The export-focused nitrogen fertiliser business was formed in 2019 following the merger of Adnoc's fertiliser arm and OCI's Middle East nitrogen fertiliser business. Fertiglobe is headquartered at the Abu Dhabi Global Market. Dr Sultan Al Jaber, Adnoc group chief executive and managing director is chairman of the company.
“In less than two years, a global fertiliser player was created, based in Abu Dhabi," the Adnoc spokesman said.
"As Adnoc continues to deliver on its 2030 growth strategy, we will continue to evaluate investment and partnership opportunities that create value and drive sustainable growth for Abu Dhabi and the UAE," he added.
OCI confirmed earlier this week that it is preparing for a listing of Fertiglobe in a disclosure to the Euronext when announcing its first quarter results. The company swung back into profit in the first quarter, registering an adjusted net income of $94 million, compared with a loss of $82m for the same period last year. Revenue rose 38 per cent to $1.12 billion.
The fertiliser joint venture was formed following Adnoc's plans in 2019 to invest Dh165 billion in developing its downstream business over the following five years. The move came amid a growing pivot towards building a stronger product portfolio among Middle East oil exporters.

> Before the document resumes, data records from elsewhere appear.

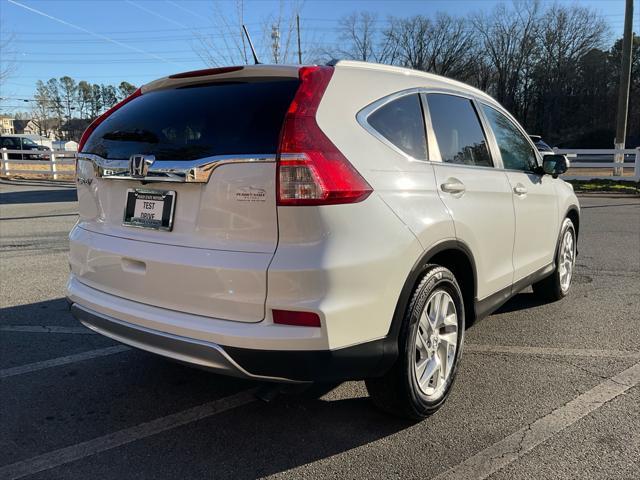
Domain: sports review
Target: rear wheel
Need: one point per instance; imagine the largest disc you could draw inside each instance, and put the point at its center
(556, 286)
(430, 345)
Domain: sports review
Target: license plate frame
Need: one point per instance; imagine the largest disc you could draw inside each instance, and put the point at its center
(135, 195)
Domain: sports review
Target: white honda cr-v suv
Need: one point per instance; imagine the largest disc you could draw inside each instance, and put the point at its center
(314, 223)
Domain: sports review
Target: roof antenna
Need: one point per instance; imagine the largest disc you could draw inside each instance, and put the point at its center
(253, 50)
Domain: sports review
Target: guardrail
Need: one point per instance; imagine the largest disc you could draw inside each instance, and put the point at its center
(60, 157)
(612, 164)
(51, 161)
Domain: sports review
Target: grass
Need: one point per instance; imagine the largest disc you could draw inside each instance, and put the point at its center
(65, 172)
(603, 185)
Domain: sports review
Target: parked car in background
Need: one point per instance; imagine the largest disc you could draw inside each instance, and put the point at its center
(19, 142)
(384, 208)
(540, 144)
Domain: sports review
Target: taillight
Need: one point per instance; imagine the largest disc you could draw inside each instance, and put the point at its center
(292, 317)
(103, 117)
(206, 72)
(311, 169)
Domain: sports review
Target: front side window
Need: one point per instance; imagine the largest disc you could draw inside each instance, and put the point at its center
(401, 122)
(10, 143)
(516, 151)
(458, 131)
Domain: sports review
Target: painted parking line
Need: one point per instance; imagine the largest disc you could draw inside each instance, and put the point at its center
(563, 352)
(500, 454)
(82, 450)
(56, 362)
(46, 329)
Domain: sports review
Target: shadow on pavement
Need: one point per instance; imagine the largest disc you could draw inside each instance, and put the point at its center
(521, 301)
(38, 196)
(90, 398)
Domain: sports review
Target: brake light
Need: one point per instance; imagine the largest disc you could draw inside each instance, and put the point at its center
(103, 117)
(291, 317)
(311, 169)
(206, 72)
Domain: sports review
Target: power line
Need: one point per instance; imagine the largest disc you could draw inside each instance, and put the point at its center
(98, 35)
(156, 14)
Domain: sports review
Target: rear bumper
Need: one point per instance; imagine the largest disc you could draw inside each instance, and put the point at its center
(292, 366)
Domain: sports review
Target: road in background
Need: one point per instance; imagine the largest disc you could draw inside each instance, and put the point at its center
(76, 405)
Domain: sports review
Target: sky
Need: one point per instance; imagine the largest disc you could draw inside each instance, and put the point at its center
(108, 41)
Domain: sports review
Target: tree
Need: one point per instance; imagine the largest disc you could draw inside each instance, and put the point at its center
(509, 38)
(96, 104)
(441, 46)
(68, 93)
(83, 101)
(125, 89)
(109, 95)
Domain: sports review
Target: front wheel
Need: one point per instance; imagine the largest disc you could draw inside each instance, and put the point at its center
(430, 345)
(556, 286)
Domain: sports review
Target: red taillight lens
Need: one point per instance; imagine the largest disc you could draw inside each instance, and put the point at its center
(311, 169)
(301, 319)
(104, 116)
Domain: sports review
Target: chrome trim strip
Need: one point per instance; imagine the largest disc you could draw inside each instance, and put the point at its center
(177, 171)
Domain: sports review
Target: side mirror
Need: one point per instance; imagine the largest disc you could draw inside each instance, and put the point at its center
(555, 165)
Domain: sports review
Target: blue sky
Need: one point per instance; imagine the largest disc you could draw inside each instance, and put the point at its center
(139, 40)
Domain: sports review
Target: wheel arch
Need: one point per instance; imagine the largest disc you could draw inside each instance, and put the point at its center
(574, 215)
(452, 254)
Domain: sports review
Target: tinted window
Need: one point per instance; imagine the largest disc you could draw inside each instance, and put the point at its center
(10, 143)
(401, 122)
(516, 151)
(197, 121)
(458, 130)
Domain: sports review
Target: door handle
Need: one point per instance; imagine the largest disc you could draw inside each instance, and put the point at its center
(520, 189)
(453, 187)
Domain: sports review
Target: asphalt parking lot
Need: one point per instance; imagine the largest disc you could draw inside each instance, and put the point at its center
(544, 391)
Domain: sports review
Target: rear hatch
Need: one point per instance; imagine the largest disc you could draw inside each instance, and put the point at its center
(177, 193)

Adnoc has been looking for ways to monetise some of its non-core assets as it looks to diversify income streams and bring in foreign capital to develop its business.
Last year, Adnoc attracted a consortium of the world’s leading infrastructure and sovereign wealth funds to its gas pipelines. The $20.7bn deal was the largest such transaction in the energy space in 2020. This followed on from a 2019 deal to sell a stake in its oil pipelines.
The company has also raised capital through the sale of a minority stake in its non-core property portfolio last year and through the flotation of a 10 per cent stake in its distribution business in late 2017. An institutional placing in September last year doubled the free float of its shares to 20 per cent.